CASC’s uniqueness doesn’t end with size and economics. Even the logistics of judging spirits, as Alex discovered, must deviate a little from the norm.
“With these competitions, judges sometimes sit in one place together and taste 30 to 40 products a day. With [the higher alcohol content in] spirits, that makes it more challenging,” Alex explains. “All of my judges were given two months to taste all of the spirits we send them.”
Alex estimates that around a third of the qualified distilleries across the country participate in the competition, impressive for something that’s only in its second year of operation. His hope is that the festival’s reach will continue to spread rapidly, driving awareness of what he calls “awesome local distilleries.”
In that event, many more spirits drinkers will be exposed to the industry trends that have connoisseurs like Alex feeling excited. In addition to the deluge of artisanal whiskies coming down the pipeline, “experimentation and quality is increasing” at a number of Canadian distilleries.

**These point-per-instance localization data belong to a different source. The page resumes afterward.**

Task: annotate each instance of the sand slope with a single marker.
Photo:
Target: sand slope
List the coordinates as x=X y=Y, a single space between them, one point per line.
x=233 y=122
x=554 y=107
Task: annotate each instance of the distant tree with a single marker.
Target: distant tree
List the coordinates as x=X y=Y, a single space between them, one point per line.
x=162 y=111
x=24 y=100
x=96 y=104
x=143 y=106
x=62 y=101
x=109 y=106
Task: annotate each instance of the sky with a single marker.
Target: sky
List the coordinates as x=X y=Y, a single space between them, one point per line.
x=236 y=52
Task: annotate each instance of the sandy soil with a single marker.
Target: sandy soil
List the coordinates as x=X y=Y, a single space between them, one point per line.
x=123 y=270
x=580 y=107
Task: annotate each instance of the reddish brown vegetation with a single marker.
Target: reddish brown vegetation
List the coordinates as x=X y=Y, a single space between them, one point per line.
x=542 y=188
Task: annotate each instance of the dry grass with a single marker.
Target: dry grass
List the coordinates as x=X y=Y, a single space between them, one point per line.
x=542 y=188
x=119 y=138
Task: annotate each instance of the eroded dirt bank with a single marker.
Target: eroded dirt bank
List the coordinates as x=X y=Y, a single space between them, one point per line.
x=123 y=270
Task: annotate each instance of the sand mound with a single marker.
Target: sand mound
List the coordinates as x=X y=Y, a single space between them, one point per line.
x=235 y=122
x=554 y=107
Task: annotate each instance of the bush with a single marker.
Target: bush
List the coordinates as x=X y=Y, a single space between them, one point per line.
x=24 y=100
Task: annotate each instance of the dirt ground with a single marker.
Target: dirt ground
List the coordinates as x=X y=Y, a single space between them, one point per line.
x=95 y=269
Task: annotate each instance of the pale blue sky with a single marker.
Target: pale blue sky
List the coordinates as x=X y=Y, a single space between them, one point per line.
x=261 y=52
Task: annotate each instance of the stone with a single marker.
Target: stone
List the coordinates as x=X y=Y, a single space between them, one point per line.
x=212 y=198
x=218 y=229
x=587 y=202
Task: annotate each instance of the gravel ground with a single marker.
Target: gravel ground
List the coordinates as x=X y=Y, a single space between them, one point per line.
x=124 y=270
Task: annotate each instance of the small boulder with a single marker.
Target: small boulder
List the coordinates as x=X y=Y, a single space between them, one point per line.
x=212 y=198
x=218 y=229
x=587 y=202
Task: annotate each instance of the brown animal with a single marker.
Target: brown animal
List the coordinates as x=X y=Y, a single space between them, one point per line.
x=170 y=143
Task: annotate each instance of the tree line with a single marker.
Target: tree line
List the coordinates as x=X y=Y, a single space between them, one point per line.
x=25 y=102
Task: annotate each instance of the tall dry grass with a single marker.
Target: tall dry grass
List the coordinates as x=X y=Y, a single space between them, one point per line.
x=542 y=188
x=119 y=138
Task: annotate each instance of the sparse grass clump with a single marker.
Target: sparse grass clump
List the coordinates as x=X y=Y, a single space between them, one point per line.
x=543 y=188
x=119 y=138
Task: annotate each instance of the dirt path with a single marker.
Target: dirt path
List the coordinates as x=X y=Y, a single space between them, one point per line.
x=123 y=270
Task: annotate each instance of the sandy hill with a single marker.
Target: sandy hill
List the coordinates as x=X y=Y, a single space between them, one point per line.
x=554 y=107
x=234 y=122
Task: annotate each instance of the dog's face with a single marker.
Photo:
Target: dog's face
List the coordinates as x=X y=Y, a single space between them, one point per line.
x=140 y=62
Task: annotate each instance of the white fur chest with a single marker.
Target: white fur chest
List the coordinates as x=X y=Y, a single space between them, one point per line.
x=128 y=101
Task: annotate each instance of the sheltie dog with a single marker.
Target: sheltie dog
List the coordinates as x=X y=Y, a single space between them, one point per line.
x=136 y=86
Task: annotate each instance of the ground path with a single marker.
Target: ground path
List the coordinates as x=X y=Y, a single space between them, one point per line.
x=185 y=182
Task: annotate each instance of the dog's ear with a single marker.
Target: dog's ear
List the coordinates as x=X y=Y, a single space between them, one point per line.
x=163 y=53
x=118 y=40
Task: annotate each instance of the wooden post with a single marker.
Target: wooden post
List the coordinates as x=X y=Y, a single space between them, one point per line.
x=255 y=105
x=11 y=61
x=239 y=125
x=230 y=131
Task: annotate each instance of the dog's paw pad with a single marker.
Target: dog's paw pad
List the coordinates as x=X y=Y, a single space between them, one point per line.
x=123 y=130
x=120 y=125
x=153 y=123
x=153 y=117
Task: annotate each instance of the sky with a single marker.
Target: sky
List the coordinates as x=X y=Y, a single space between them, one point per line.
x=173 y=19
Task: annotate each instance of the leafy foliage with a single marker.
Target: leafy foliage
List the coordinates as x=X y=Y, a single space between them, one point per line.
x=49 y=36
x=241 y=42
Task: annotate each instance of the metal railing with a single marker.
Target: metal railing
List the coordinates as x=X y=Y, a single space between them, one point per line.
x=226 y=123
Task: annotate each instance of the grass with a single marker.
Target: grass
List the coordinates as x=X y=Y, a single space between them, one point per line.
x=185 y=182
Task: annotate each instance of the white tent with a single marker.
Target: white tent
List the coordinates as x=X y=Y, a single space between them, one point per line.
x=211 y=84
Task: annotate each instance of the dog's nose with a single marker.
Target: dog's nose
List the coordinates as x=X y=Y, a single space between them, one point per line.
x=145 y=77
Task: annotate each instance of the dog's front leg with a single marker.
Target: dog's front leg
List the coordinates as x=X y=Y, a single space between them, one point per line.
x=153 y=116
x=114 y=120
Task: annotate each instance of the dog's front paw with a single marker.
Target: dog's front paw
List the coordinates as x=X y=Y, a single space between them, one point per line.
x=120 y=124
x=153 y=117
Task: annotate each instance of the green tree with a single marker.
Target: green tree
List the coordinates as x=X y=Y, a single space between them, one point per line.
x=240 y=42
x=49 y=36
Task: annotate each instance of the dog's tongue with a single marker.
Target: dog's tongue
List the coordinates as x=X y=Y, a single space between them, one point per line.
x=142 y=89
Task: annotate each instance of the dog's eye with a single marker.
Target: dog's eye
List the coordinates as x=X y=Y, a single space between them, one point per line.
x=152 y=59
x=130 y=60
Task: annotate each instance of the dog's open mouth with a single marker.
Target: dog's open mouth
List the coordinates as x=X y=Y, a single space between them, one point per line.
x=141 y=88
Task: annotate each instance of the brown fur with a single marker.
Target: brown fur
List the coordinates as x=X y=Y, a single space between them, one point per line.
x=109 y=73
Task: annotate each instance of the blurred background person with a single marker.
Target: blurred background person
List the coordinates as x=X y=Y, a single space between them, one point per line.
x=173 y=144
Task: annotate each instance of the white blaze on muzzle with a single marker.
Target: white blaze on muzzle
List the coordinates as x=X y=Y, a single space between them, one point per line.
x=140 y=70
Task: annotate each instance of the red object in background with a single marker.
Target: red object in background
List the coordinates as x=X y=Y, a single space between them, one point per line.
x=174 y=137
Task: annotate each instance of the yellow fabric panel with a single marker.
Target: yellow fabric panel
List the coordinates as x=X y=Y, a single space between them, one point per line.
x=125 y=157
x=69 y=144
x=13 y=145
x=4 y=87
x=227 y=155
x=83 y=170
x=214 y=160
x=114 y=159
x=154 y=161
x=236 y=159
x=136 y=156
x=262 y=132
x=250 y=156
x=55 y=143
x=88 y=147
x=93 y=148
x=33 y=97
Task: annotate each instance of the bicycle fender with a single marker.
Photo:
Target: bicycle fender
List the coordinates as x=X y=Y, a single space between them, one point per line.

For example, Alex describes the way the Okanagan-based Dubh Glas is collaborating with a local brewery. Dubh Glas sends some of its used whisky barrels to a local brewery in Oliver, which ages stout in it before sending the barrel back to the distillery to be used for whisky again.
Indeed, current expressions of creativity and innovation in the spirits industry are intriguing. Gin manufacturers produce singular results when they add unexpected botanicals—think: rhubarb, seaweed, lemongrass—to their products. Or consider the Nova Scotian distillery that is aging their rum in casks on a boat.
Alex is passionate about sharing all of this and more with spirits fans. He knows that it’s a thrilling time to start investigating Canada’s rising spirits artisans.
“A few years ago, if you simply started a small batch distillery, people took interest. But now the quality really needs to be there. And it is.”